Zahlen durcheinandergeraten

Hunko fiel etwas auf: Er stellte die Ministeriums-Antwort auf seine Internet-Seite und kommentierte: „Das zeigt wie bei deutschen Sicherheitsbehörden immer noch gedacht wird.“ Im Innenministerium hat man sich daraufhin die Tabelle noch einmal genauer angesehen – und eine Korrektur hinterhergeschickt. Es habe ein Versehen gegeben, hieß es. In den 18 Kategorien seien einige Zahlen durcheinandergeraten. Ganz gehörig, müsste man hinzufügen. In der korrigierten Tabelle sind es nun nicht mehr zehn sondern 20.054 gespeicherte rechtsmotivierte Straftäter, nicht mehr 3490 sondern 9763 linksmotivierte. Innerhalb weniger Stunden gesunken ist dagegen die Zahl derer, bei denen das BKA politisch motivierte Ausländerkriminalität vermutet.

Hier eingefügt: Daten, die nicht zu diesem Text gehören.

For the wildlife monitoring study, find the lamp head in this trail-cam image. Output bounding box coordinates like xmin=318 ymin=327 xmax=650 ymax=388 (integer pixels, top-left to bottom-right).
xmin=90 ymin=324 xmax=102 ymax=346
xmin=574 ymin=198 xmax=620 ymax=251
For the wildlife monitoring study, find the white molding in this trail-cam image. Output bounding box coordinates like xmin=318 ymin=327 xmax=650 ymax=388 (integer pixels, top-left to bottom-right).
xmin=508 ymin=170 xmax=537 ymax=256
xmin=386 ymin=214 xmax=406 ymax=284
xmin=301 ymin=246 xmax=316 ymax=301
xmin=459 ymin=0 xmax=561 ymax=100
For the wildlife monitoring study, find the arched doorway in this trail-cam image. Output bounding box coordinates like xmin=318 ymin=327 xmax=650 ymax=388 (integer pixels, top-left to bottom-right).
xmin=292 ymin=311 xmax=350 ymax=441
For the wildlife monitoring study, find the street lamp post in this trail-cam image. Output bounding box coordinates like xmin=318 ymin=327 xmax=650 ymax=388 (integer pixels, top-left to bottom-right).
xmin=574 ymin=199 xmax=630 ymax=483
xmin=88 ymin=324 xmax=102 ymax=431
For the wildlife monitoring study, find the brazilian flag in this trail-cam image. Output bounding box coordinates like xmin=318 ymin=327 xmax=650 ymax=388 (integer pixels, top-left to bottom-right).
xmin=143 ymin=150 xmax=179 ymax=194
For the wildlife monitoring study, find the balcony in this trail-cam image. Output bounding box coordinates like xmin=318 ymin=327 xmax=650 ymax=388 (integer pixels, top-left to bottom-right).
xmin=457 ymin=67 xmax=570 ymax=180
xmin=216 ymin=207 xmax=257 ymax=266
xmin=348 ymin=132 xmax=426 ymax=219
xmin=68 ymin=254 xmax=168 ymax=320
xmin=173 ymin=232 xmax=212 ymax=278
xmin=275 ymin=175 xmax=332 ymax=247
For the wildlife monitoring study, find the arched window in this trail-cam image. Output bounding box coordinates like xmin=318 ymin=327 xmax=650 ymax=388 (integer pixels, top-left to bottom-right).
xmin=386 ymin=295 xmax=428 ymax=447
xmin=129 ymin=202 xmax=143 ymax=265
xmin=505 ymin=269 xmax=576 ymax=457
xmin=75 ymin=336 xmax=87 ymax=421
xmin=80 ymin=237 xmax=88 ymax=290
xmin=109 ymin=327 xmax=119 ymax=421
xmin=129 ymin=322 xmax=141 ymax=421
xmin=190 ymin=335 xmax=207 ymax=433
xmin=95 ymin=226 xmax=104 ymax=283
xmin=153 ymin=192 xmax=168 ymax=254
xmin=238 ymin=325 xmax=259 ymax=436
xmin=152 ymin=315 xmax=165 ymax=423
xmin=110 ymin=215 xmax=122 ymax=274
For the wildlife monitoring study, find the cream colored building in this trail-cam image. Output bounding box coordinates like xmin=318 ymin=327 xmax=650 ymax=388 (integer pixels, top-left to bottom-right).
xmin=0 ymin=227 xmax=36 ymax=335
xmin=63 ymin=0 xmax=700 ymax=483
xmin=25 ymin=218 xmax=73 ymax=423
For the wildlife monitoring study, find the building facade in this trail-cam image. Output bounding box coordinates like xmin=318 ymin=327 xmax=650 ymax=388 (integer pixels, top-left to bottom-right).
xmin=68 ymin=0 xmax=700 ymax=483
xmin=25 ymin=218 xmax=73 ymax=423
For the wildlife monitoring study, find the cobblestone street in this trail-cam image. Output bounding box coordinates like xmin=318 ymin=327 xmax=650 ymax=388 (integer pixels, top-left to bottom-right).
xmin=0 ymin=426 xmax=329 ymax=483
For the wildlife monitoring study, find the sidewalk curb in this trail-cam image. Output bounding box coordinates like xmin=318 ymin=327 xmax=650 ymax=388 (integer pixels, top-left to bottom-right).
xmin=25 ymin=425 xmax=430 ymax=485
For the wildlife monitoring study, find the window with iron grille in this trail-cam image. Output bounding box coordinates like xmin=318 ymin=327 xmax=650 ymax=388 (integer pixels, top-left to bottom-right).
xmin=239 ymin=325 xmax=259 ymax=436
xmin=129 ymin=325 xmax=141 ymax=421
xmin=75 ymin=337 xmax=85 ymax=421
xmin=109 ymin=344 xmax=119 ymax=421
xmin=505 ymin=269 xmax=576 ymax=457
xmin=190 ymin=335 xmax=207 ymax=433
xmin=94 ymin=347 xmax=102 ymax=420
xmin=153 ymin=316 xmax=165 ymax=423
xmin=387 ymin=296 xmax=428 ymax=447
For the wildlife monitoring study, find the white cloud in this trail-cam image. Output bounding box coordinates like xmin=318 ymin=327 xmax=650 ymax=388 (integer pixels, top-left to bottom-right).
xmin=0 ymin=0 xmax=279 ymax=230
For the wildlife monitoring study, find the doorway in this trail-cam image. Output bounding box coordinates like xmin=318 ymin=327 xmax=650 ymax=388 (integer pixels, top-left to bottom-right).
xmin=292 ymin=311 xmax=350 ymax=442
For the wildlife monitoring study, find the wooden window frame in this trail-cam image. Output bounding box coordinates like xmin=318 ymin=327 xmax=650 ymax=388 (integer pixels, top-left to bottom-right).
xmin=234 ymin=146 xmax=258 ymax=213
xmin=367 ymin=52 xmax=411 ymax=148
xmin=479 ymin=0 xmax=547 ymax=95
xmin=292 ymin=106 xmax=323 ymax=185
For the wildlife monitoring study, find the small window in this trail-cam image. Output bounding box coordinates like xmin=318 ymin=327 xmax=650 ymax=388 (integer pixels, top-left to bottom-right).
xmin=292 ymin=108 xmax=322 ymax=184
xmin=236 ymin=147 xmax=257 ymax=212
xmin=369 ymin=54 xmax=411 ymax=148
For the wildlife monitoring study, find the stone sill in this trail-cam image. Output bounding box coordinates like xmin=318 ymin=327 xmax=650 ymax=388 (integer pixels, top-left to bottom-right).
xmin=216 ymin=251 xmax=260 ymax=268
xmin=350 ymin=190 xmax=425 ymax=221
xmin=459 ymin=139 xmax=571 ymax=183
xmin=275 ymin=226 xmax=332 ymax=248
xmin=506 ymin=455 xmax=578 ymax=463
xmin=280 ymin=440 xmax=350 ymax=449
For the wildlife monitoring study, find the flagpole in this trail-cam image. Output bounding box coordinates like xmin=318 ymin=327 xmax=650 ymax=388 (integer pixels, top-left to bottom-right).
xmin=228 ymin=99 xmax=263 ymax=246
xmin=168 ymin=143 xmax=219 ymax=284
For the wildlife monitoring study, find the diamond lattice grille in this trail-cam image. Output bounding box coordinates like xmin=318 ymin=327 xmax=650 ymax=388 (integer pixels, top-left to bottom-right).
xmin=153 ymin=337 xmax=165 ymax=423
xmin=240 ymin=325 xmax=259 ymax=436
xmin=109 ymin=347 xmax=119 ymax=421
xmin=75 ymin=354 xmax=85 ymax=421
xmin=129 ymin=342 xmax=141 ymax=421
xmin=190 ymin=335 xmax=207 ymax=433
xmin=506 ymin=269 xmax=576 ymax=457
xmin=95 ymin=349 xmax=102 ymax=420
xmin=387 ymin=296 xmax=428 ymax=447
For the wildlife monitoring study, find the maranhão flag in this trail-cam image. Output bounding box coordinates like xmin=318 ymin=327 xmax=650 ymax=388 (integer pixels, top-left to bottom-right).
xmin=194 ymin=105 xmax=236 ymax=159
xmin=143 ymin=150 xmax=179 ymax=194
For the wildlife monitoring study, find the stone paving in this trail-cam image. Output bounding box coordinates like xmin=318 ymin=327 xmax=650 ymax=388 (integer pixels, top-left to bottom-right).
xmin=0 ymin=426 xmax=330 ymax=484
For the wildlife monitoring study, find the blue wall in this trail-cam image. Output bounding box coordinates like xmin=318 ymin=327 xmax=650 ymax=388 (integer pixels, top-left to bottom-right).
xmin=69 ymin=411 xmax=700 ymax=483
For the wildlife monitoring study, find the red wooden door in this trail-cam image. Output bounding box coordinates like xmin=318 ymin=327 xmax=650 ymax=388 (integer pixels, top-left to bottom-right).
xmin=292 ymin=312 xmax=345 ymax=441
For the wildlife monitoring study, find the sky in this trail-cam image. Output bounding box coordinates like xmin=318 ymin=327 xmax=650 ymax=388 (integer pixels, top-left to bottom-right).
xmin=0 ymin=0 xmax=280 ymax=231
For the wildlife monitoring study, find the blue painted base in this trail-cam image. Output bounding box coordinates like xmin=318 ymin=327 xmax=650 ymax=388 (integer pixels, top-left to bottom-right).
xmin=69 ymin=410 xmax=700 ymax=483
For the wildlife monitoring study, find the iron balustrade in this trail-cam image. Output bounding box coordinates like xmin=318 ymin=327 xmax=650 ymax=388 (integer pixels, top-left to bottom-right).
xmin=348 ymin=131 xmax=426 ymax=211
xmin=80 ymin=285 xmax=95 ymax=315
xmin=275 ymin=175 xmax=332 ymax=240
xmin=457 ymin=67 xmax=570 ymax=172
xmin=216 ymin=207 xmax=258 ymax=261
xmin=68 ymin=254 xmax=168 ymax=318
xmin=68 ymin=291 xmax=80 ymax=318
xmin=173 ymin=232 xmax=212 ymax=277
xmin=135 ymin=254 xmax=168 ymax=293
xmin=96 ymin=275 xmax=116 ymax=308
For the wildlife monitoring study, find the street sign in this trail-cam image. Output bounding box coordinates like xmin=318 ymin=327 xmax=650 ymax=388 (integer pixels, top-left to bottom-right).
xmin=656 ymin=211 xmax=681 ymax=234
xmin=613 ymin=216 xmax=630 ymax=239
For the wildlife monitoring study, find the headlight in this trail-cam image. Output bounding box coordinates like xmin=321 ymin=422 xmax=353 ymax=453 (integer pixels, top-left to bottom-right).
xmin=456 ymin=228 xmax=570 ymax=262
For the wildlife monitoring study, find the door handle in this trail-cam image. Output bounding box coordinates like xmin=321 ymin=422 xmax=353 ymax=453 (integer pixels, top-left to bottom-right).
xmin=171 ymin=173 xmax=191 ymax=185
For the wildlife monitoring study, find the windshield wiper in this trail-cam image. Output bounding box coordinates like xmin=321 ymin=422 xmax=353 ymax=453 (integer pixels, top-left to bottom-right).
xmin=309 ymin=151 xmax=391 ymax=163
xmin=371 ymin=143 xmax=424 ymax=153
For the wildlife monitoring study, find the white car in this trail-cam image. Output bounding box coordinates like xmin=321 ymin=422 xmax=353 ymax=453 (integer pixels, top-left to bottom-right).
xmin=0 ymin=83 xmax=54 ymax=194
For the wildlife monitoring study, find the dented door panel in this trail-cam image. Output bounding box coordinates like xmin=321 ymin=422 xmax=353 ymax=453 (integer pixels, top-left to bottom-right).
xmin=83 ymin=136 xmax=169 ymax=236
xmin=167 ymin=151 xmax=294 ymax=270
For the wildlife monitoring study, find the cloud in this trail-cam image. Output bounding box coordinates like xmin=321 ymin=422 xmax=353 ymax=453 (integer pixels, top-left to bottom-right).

BKA-bekannte Rocker gibt es nicht 92.742, sondern nur 2355. Und nicht mehr 2453 sondern nur noch 102 Personen werden in der Datenbank mit dem Hinweis versehen „Prostitution“. Bei den beiden größten Gruppen hat sich das Ministerium dagegen nicht verrechnet. 1,1 Millionen Personen sind als Drogenkonsumenten registriert, rund 245.000 als Gewalttäter. Als „geisteskrank“ firmieren 8118 Personen. Auch Selbstmord- und Ansteckungsgefahr werden vermerkt. Das Phänomen ist, dass die Gesamtzahl der Hinweise trotz des Zahlenchaos gleich bleibt: Erfasst wurden 1,5 Millionen Hinweise, in der alten wie der neuen Tabelle.

Bemerkenswerte Stichworte

Nötig seien die Daten „zum Schutz dieser Person oder zur Eigensicherung von Beamten“, heißt es knapp in der Antwort des Ministeriums auf die Linken-Anfrage, ein Zitat des BKA-Gesetzes. In einer Stellungnahme aus dem Jahr 2012 schreibt das Ministerium, die Hinweise ermöglichten es einem Polizeibeamten, das „Gegenüber besser einzuschätzen und sein eigenes taktisches Vorgehen sinnvoll darauf einzustellen“. Bei „bewaffnet“ oder „gewalttätig“ ist das nachvollziehbar. Aber was schließt ein Beamter aus den Stichworten: „Prostitution“, Drogenkonsument oder „Land-/Stadtstreicher“?

Die Betroffenen würden stigmatisiert und „bei Polizeikontrollen besonderen Schikanen ausgesetzt“, kritisierte der Linken-Politiker Hunko. Die Behörden müssten konsequent prüfen, ob Datenspeicherungen wirklich erforderlich seien, sagte der innenpolitische Sprecher der SPD-Fraktion, Burkhard Lischka.

Das BKA überlegte eine Weile und stellte dann fest, die Kategorien „Prostitution“, „Landstreicher“ und „Fixer“ seien „Altbestände“. „Das BKA wird deren Löschung veranlassen.“ Hinweise auf Drogenkonsum würden weiter gespeichert, wenn etwa die Gefahr bestehe, dass Spritzen als Waffen eingesetzt werden könnten. Hunko findet, die Datensammlung müsse ganz gelöscht und die Betroffenen informiert werden.